Les réformes annoncées en 2007 devaient garantir une certaine prospérité économique. Pour expliquer leur lenteur et leurs difficultés certains responsables mettent en cause le retard pris dans leur application et les retours en arrière. Le 16 avril 2016, lors de l’inauguration du 7e congrès du PCC, Raul Castro avait rejeté des formules de privatisation de l’économie cubaine. Et au début du mois d’août 2017 le gouvernement avait suspendu l’attribution de licences aux cuenta propistas (travailleurs indépendants)17/ pour un temps indéfini suscitant alors les désaccords de plusieurs économistes cubains18/. Face à la spéculation et à l’essor du marché noir, le gouvernement avait décidé de rétablir le contrôle des prix sur les produits de base et imposé aux transporteurs privés de livrer leurs marchandises sur les marchés publics en arrêtant leurs livraisons au secteur privé.

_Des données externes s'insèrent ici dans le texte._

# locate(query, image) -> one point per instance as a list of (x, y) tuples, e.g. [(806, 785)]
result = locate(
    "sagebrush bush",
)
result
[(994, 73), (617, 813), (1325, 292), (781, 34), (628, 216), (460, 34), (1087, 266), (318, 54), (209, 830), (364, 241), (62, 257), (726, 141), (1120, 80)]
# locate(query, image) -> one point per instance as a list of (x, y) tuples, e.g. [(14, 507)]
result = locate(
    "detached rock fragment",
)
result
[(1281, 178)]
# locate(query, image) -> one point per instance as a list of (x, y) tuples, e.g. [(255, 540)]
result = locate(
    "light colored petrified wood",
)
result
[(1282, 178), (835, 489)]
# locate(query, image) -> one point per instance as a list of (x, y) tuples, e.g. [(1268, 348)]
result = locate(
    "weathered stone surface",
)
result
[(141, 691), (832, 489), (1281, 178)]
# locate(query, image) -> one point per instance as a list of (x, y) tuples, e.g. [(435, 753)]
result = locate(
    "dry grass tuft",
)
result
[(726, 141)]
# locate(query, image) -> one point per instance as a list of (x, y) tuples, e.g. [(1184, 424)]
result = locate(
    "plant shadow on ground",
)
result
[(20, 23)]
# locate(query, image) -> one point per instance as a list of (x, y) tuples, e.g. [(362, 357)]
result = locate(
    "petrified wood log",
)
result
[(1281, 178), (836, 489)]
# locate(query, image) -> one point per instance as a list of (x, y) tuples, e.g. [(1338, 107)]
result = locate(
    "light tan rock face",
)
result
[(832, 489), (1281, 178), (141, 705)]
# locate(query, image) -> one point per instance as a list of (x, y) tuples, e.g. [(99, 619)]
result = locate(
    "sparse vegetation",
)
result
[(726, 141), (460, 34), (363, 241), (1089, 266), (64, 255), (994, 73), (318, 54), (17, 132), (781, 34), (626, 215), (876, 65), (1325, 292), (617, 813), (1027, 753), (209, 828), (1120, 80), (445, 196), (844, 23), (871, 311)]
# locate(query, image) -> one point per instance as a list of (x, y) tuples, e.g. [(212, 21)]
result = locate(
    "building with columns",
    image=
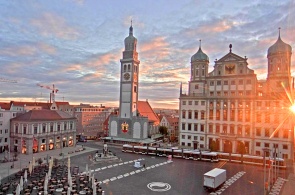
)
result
[(42, 130), (229, 108)]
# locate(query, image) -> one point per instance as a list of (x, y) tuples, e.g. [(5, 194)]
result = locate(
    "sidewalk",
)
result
[(24, 159)]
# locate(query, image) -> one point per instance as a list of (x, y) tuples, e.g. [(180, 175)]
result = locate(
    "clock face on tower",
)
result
[(126, 76), (230, 68)]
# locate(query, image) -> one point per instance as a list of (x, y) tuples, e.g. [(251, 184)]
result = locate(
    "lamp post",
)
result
[(265, 185)]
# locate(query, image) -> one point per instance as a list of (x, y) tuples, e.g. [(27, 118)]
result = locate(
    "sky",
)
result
[(77, 44)]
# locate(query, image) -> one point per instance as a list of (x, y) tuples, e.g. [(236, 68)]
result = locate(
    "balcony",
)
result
[(228, 136)]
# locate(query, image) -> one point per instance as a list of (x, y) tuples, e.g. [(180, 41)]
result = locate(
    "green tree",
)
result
[(163, 130)]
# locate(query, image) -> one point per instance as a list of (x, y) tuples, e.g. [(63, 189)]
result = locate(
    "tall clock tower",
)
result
[(129, 124), (129, 77)]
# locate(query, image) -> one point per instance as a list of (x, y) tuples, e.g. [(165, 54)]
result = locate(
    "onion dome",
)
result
[(279, 47), (200, 55), (130, 41)]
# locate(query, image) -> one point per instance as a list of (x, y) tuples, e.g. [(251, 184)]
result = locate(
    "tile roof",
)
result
[(5, 105), (146, 110), (45, 115), (44, 105)]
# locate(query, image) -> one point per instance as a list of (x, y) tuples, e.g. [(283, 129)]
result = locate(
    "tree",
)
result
[(163, 130)]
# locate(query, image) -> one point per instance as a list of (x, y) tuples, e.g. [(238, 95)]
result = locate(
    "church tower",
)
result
[(279, 66), (129, 124), (129, 77)]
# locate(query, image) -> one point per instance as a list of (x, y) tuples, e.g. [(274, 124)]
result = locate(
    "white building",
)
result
[(228, 107)]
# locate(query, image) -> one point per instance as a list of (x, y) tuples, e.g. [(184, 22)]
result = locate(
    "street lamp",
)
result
[(265, 185)]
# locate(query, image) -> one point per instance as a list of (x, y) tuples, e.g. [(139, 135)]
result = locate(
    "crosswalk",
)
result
[(124, 175), (275, 190), (229, 182)]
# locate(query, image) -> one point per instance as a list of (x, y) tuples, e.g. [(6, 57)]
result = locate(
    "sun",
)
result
[(292, 108)]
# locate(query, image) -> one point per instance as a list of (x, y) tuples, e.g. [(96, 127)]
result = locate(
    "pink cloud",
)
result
[(52, 25)]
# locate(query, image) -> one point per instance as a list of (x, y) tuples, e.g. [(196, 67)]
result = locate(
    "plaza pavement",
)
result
[(24, 159)]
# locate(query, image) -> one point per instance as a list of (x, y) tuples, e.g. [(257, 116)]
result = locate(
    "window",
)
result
[(202, 128), (189, 114), (217, 129), (266, 145), (195, 127), (286, 133), (183, 114), (189, 127), (258, 132), (196, 115), (266, 132), (285, 146), (202, 115), (210, 128)]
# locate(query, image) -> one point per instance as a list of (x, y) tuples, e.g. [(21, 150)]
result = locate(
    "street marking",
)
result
[(229, 182), (157, 187)]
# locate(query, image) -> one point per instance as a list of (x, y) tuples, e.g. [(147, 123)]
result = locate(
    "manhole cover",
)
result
[(159, 186)]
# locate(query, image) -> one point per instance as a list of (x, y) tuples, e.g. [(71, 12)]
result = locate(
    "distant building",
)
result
[(171, 123), (90, 120), (5, 116), (230, 108), (42, 130)]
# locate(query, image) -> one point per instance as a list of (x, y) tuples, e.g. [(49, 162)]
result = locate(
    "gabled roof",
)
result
[(146, 110), (43, 115), (5, 105), (44, 105), (231, 57)]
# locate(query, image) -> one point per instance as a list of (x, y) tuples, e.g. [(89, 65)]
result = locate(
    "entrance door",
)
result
[(227, 146)]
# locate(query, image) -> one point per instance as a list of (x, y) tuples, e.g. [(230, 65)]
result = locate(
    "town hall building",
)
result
[(229, 108)]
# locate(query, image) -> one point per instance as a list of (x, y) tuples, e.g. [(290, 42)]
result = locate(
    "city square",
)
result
[(158, 175)]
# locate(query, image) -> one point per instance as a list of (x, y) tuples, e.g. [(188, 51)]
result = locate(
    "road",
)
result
[(179, 177)]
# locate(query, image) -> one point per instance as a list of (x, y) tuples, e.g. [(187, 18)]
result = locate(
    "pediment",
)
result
[(230, 57)]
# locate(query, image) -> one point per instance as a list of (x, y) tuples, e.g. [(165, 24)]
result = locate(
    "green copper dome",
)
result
[(200, 55)]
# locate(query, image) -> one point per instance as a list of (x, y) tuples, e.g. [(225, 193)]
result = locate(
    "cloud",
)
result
[(50, 25)]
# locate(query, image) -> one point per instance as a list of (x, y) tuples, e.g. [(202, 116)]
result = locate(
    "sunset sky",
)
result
[(77, 45)]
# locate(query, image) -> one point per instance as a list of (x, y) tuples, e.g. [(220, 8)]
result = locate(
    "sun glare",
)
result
[(292, 108)]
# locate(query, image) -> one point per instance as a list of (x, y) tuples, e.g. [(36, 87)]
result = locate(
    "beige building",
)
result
[(42, 130), (229, 107)]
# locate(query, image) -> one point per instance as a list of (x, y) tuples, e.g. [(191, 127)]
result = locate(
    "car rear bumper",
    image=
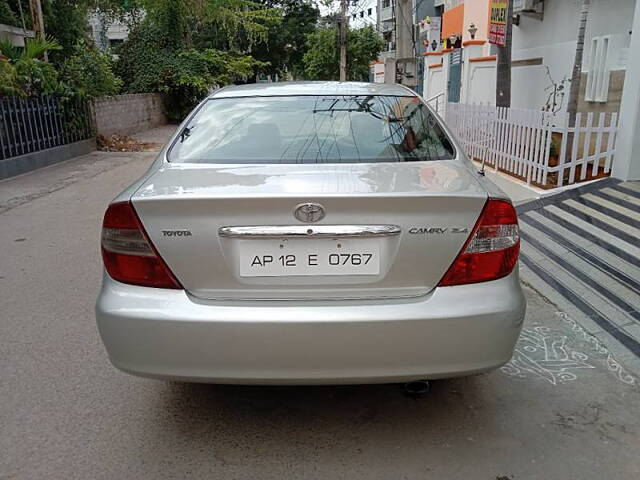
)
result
[(452, 331)]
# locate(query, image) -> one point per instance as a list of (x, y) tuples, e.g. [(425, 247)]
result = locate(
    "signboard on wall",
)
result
[(498, 22), (430, 29), (378, 72)]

La majorité des vendeurs ambulants perdirent alors leurs licences et disparurent de la rue. Mais les difficultés d’approvisionnement persistèrent, les queues réapparurent, et avec elles la protestation populaire.

Ces coups de frein n’ont pas manqué de susciter les spéculations et les interrogations. L’accumulation du capital et la concentration des richesses ont-elles été limitées jusqu’alors à Cuba pour des raisons idéologiques comme l’affirment certains critiques ? Ou bien faut-il comme l’historien cubain Roberto Regalado incriminer « la résilience des manuels soviétiques à Cuba, le vide théorique et pratique que le PCC traîne formelle- ment depuis son 4e congrès en 1991 voire même depuis 1986 »19/ ? Une permanence qui s’explique par la formation inculquée dans les écoles de cadres du PCC sur la base des manuels d’inspiration stalinienne, déjà dénoncés par Che Guevara au début des années soixante. Mais cette permanence n’explique pas tout. À la différence de la Chine ou du Vietnam souvent cités, l’affaiblissement de la solidarité et des liens sociaux menace la cohésion nationale et la stabilité du régime. La proximité de la diaspora cubaine établie en Floride sur le territoire de « l’ennemi héréditaire », l’hostilité radicale de ses secteurs les plus puissants, leur influence électorale dans un swing state dont le poids est décisif lors de l’élection présidentielle, rendent très difficile la normalisation pourtant nécessaire des relations avec un marché situé à 200 kms des côtes cubaines.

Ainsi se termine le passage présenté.